In 1976, with partner Bill Owen, founded The Judges Guild Game Company of Decatur, manufacturers of role-playing games and supplies. Through this venture, he became known world-wide as an author and pioneer of Fantasy Gaming, and president of the company.




Erick Wujcik
(January 26, 1951 – June 7, 2008)
Aged 57 Years

Erick Wujcik, passed away June 7, 2008. He died from complications related to pancreatic and liver cancer. 

Erick Wujcik designed The Teenage Mutant Ninja Turtles® RPG, Ninjas & Superspies™, Mystic China™,Revised RECON®, and many others. He is also famous for Amber® Diceless, the first truly “diceless” role-playing game, published under Erick’s own label, Phage Press. Erick also published Amberzine® and founded Ambercon™, a series of conventions celebrating gaming, friendship and the world of Amber, hosted at numerous locations around the world.

Erick got his start in the gaming business working for Bob Bledsaw - It's a small hobby




Dave Arneson
(October 1, 1947 – April 7, 2009)
Aged 61 Years

Dave Arneson died of cancer on April 7, 2009 at the age of 61. Dave pretty much invented modern fantasy gaming. He was the principal developer of the original Chainmail rules that formed the basis of the original D&D (co-created with Gary Gygax). 

Arneson suffered a stroke in early 2002. He recovered and continued his work. Arneson continued to play games, including D&D, military miniatures, and an annual meeting to play the original Blackmoor in Minnesota. He received numerous industry awards for his part in creating Dungeons & Dragons and role-playing games.

On April 5, 2009 he entered hospice suffering with complications from cancer - he passed during the night on April 7, 2009.

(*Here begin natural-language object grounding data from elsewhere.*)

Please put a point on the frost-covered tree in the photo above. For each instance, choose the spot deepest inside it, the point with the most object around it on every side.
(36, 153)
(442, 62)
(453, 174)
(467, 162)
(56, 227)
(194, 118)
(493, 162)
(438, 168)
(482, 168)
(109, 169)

Whether you're a lifelong D&D player or a newcomer to RPGs, a traditional paper-and-pencil gamer, a fantasy or science fiction wargamer or an online role-player, we all owe a great debt of thanks to Dave Arneson and his groundbreaking Blackmoor game.




David F. Tepool 
(October 20, 1954 - May 28, 2009)
Aged 54 Years

David F. Tepool, 54, of Newburgh, passed away Thursday, May 28, 2009, at Deaconess Gateway Hospital due to complications related to cardiac arrest.

David F. Tepool was co-author of the FASA RPG and was the creator of the much-loved Star Trek Starship Tactical Combat Simulator. 

David's work on Star Trek, particularly the creation of the ship combat game, was something of which he was very proud, and it always pleased him that so many people still play and enjoy the game, even though it is long, long out of print. David's colleagues tried many times to coax David into returning to design work but never managed to talk him into it.

I hope those of you who have enjoyed his work will continue to play and have fun with it for years to come. Having you remember him in your thoughts when you do would mean a lot to him.




Charles S. Roberts
The Father of Modern Wargaming
(1930 - August 20, 2010)
Aged 80 Years

Charles Swann Roberts, an author and co-founder of publishing company Barnard, Roberts and Co. Inc. known for his extensive histories of the Pennsylvania Railroad, died Aug. 20 from complications of emphysema and pneumonia at St. Agnes Hospital. He was 80.
 
In 1958, he founded Avalon Hill Co., a Baltimore game publishing company that specialized in war and other mental combat games such as "D-Day," "Stalingrad," "Battle of the Bulge," "Gettysburg" and "Victory in the Pacific."